In all, 15 districts have been targeted for elephantiasis, 120 districts for river blindness and nine districts in co-endemic areas will be covered in the 12-day programme.
The Mass Drug Administration (MDA) will be done in mainly remote rural areas as well as urban slums where the diseases, which are severely debilitating, are widespread.
The yearly outreach programme is to help control and eliminate NTDs including elephantiasis and river blindness, by breaking the transmission in the endemic districts.
Ag Director General of GHS, Dr. Patrick Aboagye, in his welcome address, said Ghana has, through strategies like mass drug administration and health education, broken the transmission of lymphatic disease in 83 out of the 98 endemic districts.
He, however, noted that based on the findings of a recent assessment of river blindness situation in the country, more districts would have to receive the MDA thus increasing the number of districts in this year’s exercise.
“What it means is that all hands must be on deck to respond to the upscaling of onchocerciasis endemicity. Collaboration with agencies and stakeholders must be intensified,” he said.
Addressing the media during a press engagement on the mass drug administration, Dr.

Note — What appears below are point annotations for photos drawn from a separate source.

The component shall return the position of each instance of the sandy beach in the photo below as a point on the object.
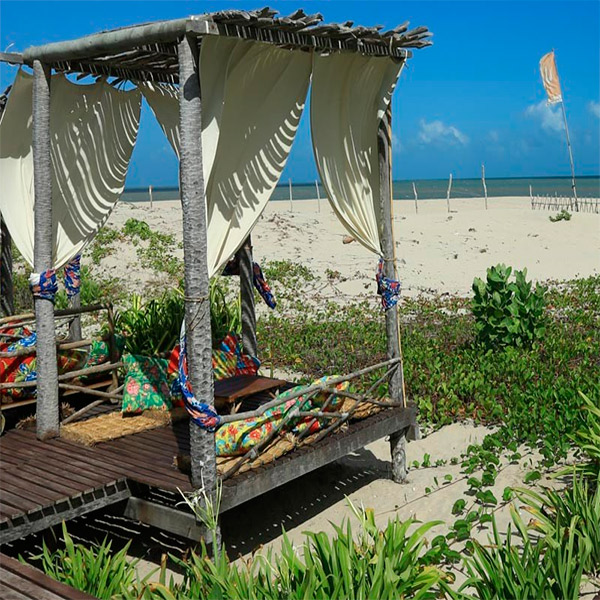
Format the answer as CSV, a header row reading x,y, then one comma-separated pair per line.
x,y
437,251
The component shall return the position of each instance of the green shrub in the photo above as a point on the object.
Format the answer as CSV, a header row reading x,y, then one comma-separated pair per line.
x,y
563,215
576,507
95,570
508,313
546,569
225,314
387,564
92,290
153,327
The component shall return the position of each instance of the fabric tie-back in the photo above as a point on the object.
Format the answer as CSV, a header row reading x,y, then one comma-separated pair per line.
x,y
93,129
349,96
253,96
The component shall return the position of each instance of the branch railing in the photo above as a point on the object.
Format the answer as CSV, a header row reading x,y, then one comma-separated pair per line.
x,y
70,382
334,419
557,203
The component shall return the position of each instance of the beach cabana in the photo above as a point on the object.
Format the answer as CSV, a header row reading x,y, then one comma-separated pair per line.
x,y
228,90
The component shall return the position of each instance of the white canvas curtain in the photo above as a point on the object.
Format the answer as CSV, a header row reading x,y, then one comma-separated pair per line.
x,y
93,129
253,95
350,93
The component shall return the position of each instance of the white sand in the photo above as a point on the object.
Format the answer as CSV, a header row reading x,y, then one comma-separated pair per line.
x,y
437,251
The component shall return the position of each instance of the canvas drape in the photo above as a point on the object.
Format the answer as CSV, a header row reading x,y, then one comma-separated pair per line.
x,y
93,129
349,95
253,95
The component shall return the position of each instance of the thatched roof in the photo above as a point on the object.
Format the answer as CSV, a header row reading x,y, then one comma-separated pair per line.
x,y
149,51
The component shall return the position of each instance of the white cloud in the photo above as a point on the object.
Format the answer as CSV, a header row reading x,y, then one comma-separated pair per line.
x,y
548,115
438,132
494,135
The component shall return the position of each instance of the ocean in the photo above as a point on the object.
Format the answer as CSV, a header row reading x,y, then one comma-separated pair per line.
x,y
587,187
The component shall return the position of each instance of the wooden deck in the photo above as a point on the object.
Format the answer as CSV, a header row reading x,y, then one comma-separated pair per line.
x,y
43,483
22,582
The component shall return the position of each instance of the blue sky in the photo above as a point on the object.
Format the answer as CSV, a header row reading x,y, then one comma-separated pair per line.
x,y
473,97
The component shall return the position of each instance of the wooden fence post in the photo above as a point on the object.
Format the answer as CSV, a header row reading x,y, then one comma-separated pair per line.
x,y
47,416
7,301
448,192
197,302
318,195
484,184
245,262
392,325
416,198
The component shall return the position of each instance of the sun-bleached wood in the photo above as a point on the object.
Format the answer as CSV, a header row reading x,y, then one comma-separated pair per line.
x,y
245,262
392,326
47,415
197,303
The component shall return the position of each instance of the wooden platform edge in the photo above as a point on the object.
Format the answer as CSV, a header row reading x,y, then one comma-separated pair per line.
x,y
29,582
64,510
282,471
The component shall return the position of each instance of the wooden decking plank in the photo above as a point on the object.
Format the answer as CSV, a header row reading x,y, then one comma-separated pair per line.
x,y
93,460
83,475
129,464
29,573
19,496
42,483
7,593
27,588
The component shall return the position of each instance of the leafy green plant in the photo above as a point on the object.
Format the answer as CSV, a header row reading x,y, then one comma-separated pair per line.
x,y
528,568
577,507
92,290
587,438
153,327
96,570
563,215
389,563
508,313
225,313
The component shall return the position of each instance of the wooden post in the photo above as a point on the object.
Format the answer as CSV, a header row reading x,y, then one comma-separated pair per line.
x,y
197,304
416,198
448,192
392,326
245,262
75,326
484,184
7,302
531,196
47,416
318,195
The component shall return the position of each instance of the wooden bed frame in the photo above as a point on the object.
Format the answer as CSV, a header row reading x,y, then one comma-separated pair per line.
x,y
168,52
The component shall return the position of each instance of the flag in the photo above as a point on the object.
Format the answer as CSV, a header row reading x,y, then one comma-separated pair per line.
x,y
550,78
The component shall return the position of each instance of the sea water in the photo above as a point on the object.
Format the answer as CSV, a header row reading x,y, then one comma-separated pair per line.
x,y
587,187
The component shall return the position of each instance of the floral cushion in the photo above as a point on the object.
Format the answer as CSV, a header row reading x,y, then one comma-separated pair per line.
x,y
23,368
240,436
146,384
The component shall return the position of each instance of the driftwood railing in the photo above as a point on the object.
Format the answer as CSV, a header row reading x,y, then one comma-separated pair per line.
x,y
69,382
557,203
335,420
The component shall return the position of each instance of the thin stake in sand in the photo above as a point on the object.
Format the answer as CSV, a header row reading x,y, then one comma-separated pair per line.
x,y
448,192
416,198
484,184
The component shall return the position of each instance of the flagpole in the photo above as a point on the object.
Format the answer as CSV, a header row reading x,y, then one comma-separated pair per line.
x,y
573,186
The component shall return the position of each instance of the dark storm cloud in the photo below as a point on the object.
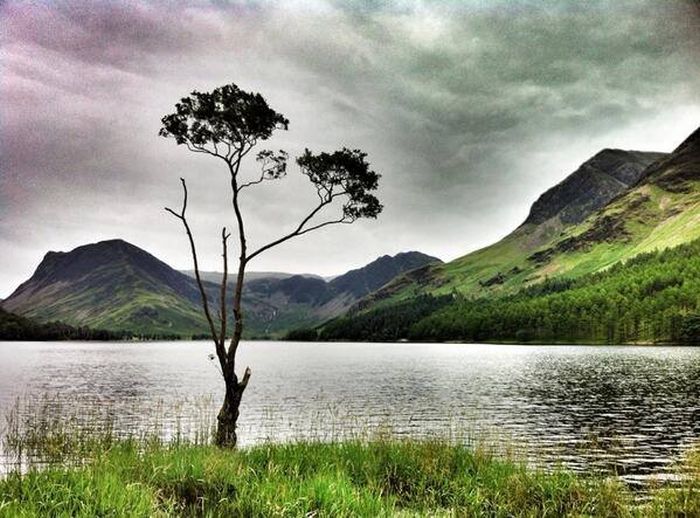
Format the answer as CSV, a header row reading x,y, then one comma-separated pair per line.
x,y
468,109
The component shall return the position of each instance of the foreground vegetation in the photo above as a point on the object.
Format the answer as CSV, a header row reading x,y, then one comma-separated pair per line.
x,y
376,478
79,465
650,298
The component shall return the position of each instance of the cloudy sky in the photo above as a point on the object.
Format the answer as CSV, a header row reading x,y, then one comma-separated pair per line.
x,y
469,110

Benjamin Marfo, NTDs Programmes Manager, said river blindness is caused by the parasitic worm, onchocerca volvulus, transmitted by the vector called black fly which breeds in fast flowing rivers.
“It is the second leading cause of avoidable blindness globally. The parasite lives in the skin causing intense itching, changes in skin texture including thickening and darkening,” he said.
Dr. Marfo said the disease could be treated effectively by taking ivermectin tablets annually. He, therefore, urged the public to participate in the exercise.
He said the female anopheles mosquito transmits the parasitic worm, wuchereria bancrofti, which causes elephantiasis. The parasite lives in the lymphatic system, a network of blood vessel-like structures in the blood that helps with immunity and performs the important function of collecting and returning excess fluid to the blood.
“When the lymphatic system is damaged, excess body fluid accumulates in the limbs, scrotum and the breasts. National treatment started in 2001 and as of 2016, 83 districts had successfully reduced the disease to levels low enough to stop treatment,” he stated.